Oh, Gary, how privileged to have your own housekeeper, yet to get miffed when they reorder the placement of your precious ointments. Bah!
For real, that stuff gets to me, too. Then again, I clean my own place, so I’d have to complain to myself. (‘Ah! Did it again! Shame on me!’)
On optometry, I’ve had glasses and wore contacts since I was 13 for varying degrees of myopia, (nearsightedness, as-in, I cannot see far away), but, as we age, usually between 40-65, most of us will experience the opposite, presbyopia (farsightedness, as-in, when you cannot see up-close). Regardless, I have never worn glasses in the shower—you don’t want them to rust, do ya?!
Besides, ‘smart’ folks wear glasses, right? Which is good and all, unless you live in Cambodia during the late 1970s. Well, if you were there then, supposedly you did not necessarily ‘live,’ then again perhaps that was just an exaggeration. Hopefully, we’re not witnessing such an anti-intellectual crusade in the USA…because with the way the current regime is targeting universities…well…time will tell.
Check before you get into the shower, and certainly before you turn the water on.
How hard can it be?
Gary – the cruise lines have been doing this for a while now, and some lines make it damn near impossible to figure out what is the shampoo and which is the body wash. Conditioner seems to be fading in popularity.
I just hope some of these lame “Shampoo + Body wash” concoctions don’t end up in hotel bathrooms or cruise ships, though!
Conditioner is easy to identify, shampoo and body wash no. One of my pet peeves. The other one is finding one of the bottles just about empty.
@ Gary. Unlike some numbers I will offer a helpful hint . . . go see Dr. Shannon Wong. I did it last month and it’s ONLY $7100 . . . per eye. (you’re not there yet but Medicare picks up $2000 of that.)
@ Gene. Exactly and it’s the reason I don’t eat TexMex, (exception is Fonda San Miguel in Austin. But then it’s not TexMex.)
I share your frustration with too-small lettering on hotel bottles of shampoo, conditioner, and soap. I remember some years back being at a budget-oriented brand (maybe it was Hampton Inn or something similar?) and the bottles featured GIANT lettering that read only “shampoo,” “conditioner,” and “soap.” There may have been fine print showing the brand, but I was incredibly grateful for this thoughtful BIG LETTER labeling!
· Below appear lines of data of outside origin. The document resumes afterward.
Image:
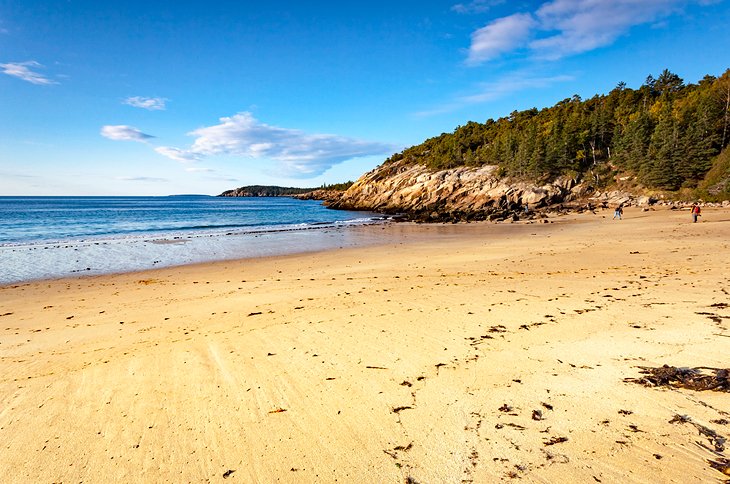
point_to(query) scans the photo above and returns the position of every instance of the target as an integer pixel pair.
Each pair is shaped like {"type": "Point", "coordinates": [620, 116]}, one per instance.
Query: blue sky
{"type": "Point", "coordinates": [166, 97]}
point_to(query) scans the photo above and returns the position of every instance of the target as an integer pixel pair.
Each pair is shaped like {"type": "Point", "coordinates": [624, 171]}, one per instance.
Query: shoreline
{"type": "Point", "coordinates": [46, 260]}
{"type": "Point", "coordinates": [427, 357]}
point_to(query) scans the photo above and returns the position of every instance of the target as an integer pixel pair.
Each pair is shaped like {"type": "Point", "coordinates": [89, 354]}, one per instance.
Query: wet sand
{"type": "Point", "coordinates": [470, 353]}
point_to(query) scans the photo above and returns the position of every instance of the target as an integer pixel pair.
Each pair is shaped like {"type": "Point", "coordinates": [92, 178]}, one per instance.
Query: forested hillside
{"type": "Point", "coordinates": [666, 134]}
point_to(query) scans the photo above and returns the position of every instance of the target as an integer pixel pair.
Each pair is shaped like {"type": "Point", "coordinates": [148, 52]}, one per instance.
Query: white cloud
{"type": "Point", "coordinates": [298, 154]}
{"type": "Point", "coordinates": [476, 6]}
{"type": "Point", "coordinates": [560, 28]}
{"type": "Point", "coordinates": [177, 154]}
{"type": "Point", "coordinates": [584, 25]}
{"type": "Point", "coordinates": [149, 103]}
{"type": "Point", "coordinates": [124, 133]}
{"type": "Point", "coordinates": [502, 35]}
{"type": "Point", "coordinates": [198, 169]}
{"type": "Point", "coordinates": [22, 70]}
{"type": "Point", "coordinates": [142, 179]}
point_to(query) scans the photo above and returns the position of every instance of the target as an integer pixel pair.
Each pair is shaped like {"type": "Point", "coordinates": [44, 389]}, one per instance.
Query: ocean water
{"type": "Point", "coordinates": [52, 237]}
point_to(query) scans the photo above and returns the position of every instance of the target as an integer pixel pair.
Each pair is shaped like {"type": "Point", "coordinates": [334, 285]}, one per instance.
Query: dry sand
{"type": "Point", "coordinates": [422, 360]}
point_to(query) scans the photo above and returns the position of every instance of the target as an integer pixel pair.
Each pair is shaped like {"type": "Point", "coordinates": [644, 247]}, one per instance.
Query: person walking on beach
{"type": "Point", "coordinates": [618, 212]}
{"type": "Point", "coordinates": [695, 212]}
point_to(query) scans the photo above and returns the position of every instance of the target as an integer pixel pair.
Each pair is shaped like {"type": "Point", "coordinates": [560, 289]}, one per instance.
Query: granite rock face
{"type": "Point", "coordinates": [471, 193]}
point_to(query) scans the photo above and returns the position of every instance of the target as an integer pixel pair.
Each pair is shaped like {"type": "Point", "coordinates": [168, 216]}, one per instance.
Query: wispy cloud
{"type": "Point", "coordinates": [502, 35]}
{"type": "Point", "coordinates": [124, 133]}
{"type": "Point", "coordinates": [24, 71]}
{"type": "Point", "coordinates": [142, 179]}
{"type": "Point", "coordinates": [297, 153]}
{"type": "Point", "coordinates": [560, 28]}
{"type": "Point", "coordinates": [177, 154]}
{"type": "Point", "coordinates": [476, 6]}
{"type": "Point", "coordinates": [149, 103]}
{"type": "Point", "coordinates": [490, 91]}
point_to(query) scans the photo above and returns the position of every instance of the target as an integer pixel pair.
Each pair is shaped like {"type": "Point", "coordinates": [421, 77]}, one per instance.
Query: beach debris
{"type": "Point", "coordinates": [556, 440]}
{"type": "Point", "coordinates": [716, 440]}
{"type": "Point", "coordinates": [689, 378]}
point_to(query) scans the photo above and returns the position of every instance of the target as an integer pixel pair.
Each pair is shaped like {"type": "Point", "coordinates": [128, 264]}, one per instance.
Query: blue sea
{"type": "Point", "coordinates": [52, 237]}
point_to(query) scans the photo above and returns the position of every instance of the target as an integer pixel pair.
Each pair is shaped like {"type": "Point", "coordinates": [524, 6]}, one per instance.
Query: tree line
{"type": "Point", "coordinates": [666, 133]}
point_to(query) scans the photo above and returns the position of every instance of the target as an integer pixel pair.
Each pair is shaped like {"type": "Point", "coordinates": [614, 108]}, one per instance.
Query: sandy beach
{"type": "Point", "coordinates": [460, 353]}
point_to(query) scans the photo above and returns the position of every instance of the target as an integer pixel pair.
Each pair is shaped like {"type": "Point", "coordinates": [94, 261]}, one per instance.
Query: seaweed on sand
{"type": "Point", "coordinates": [716, 379]}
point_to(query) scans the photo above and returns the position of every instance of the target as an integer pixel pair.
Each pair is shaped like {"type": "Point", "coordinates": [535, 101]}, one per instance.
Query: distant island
{"type": "Point", "coordinates": [666, 140]}
{"type": "Point", "coordinates": [277, 191]}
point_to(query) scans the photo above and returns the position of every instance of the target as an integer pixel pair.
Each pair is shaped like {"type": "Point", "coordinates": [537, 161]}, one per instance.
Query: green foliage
{"type": "Point", "coordinates": [666, 133]}
{"type": "Point", "coordinates": [716, 185]}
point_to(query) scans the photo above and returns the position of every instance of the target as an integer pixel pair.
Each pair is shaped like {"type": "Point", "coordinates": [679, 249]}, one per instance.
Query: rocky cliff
{"type": "Point", "coordinates": [463, 193]}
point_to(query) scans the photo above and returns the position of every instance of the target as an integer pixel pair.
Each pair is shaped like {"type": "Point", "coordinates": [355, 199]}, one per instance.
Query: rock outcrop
{"type": "Point", "coordinates": [264, 191]}
{"type": "Point", "coordinates": [463, 193]}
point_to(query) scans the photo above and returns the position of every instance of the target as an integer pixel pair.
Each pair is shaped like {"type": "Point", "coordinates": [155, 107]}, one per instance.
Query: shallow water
{"type": "Point", "coordinates": [52, 237]}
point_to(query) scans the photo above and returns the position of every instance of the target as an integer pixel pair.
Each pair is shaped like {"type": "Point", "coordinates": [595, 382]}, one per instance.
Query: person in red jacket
{"type": "Point", "coordinates": [695, 212]}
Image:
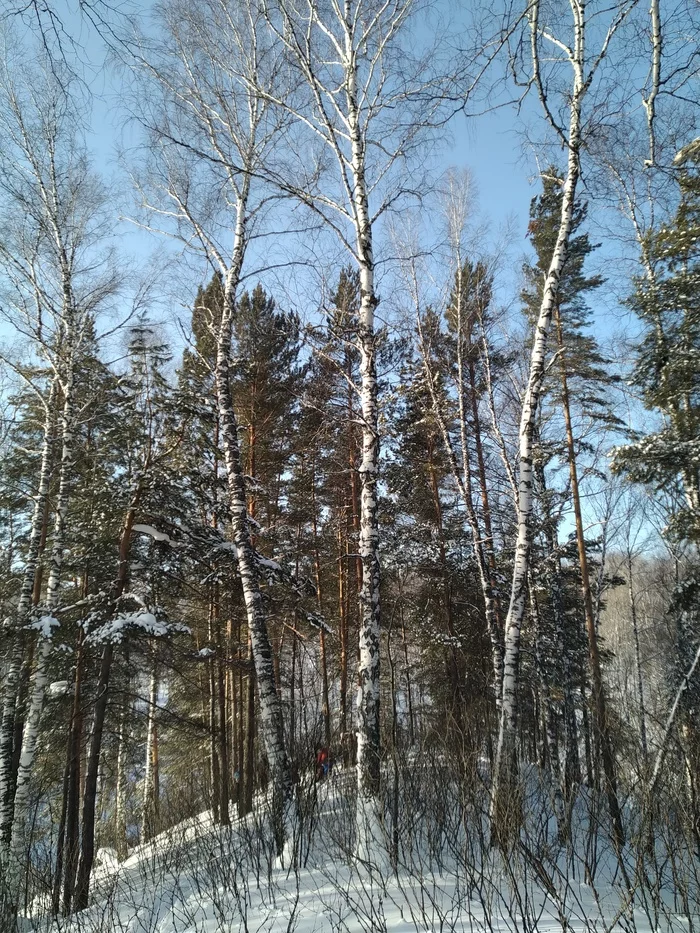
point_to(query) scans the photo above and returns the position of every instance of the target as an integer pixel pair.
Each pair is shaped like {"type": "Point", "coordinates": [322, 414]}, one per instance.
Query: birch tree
{"type": "Point", "coordinates": [550, 51]}
{"type": "Point", "coordinates": [211, 133]}
{"type": "Point", "coordinates": [365, 99]}
{"type": "Point", "coordinates": [58, 280]}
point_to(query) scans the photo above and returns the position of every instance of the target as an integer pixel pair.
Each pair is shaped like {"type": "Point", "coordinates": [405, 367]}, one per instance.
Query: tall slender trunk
{"type": "Point", "coordinates": [599, 702]}
{"type": "Point", "coordinates": [505, 753]}
{"type": "Point", "coordinates": [270, 706]}
{"type": "Point", "coordinates": [637, 656]}
{"type": "Point", "coordinates": [368, 733]}
{"type": "Point", "coordinates": [72, 845]}
{"type": "Point", "coordinates": [121, 842]}
{"type": "Point", "coordinates": [40, 676]}
{"type": "Point", "coordinates": [149, 815]}
{"type": "Point", "coordinates": [87, 848]}
{"type": "Point", "coordinates": [325, 703]}
{"type": "Point", "coordinates": [13, 673]}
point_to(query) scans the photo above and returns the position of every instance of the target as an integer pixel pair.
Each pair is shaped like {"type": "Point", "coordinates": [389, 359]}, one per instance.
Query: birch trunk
{"type": "Point", "coordinates": [121, 843]}
{"type": "Point", "coordinates": [270, 706]}
{"type": "Point", "coordinates": [150, 801]}
{"type": "Point", "coordinates": [505, 753]}
{"type": "Point", "coordinates": [368, 737]}
{"type": "Point", "coordinates": [40, 676]}
{"type": "Point", "coordinates": [12, 677]}
{"type": "Point", "coordinates": [87, 839]}
{"type": "Point", "coordinates": [599, 700]}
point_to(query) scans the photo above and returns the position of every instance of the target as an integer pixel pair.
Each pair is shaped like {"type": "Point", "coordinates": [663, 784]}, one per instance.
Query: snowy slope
{"type": "Point", "coordinates": [200, 878]}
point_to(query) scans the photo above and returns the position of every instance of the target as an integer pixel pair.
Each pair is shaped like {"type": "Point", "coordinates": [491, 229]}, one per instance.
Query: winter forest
{"type": "Point", "coordinates": [349, 522]}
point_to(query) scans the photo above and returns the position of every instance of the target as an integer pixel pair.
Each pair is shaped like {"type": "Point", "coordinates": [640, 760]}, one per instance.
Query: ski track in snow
{"type": "Point", "coordinates": [185, 881]}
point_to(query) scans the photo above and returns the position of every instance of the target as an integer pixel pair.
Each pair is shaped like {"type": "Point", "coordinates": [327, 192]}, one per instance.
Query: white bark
{"type": "Point", "coordinates": [14, 856]}
{"type": "Point", "coordinates": [216, 79]}
{"type": "Point", "coordinates": [25, 601]}
{"type": "Point", "coordinates": [342, 53]}
{"type": "Point", "coordinates": [663, 745]}
{"type": "Point", "coordinates": [507, 727]}
{"type": "Point", "coordinates": [120, 798]}
{"type": "Point", "coordinates": [150, 801]}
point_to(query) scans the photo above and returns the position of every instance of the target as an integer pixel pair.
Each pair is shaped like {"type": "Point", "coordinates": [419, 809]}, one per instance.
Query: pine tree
{"type": "Point", "coordinates": [667, 373]}
{"type": "Point", "coordinates": [579, 364]}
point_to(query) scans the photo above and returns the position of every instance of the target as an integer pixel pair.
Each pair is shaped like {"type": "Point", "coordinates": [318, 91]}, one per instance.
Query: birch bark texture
{"type": "Point", "coordinates": [358, 102]}
{"type": "Point", "coordinates": [211, 129]}
{"type": "Point", "coordinates": [53, 253]}
{"type": "Point", "coordinates": [572, 54]}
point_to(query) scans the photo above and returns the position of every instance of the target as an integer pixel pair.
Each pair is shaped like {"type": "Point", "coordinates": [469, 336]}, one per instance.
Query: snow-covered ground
{"type": "Point", "coordinates": [200, 878]}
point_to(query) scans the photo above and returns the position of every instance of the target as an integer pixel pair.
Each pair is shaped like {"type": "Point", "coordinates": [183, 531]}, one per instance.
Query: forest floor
{"type": "Point", "coordinates": [201, 878]}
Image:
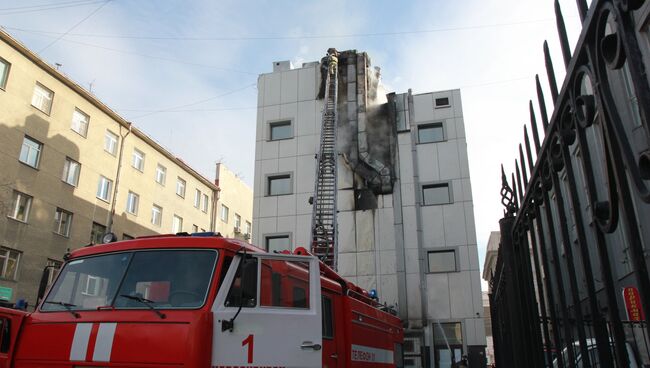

Sadly, that was the exception rather than the rule!
I agree about the irritating small lettering on stationary shower bottles. But I am also unhappy with hotels that do not have a grab bar in the shower! As for towels, the hotel’s I stayed at in Spain (Hiltons, Marriotts, and Hyatts) all had very very large bath towels — have never seen comparable size towels in U.S. hotels.
@ One Trippe — Not clear what you had done to your eyes, but lens replacement (like that whoich is used for replacing cataract-clouded lenses) is a modern miracle!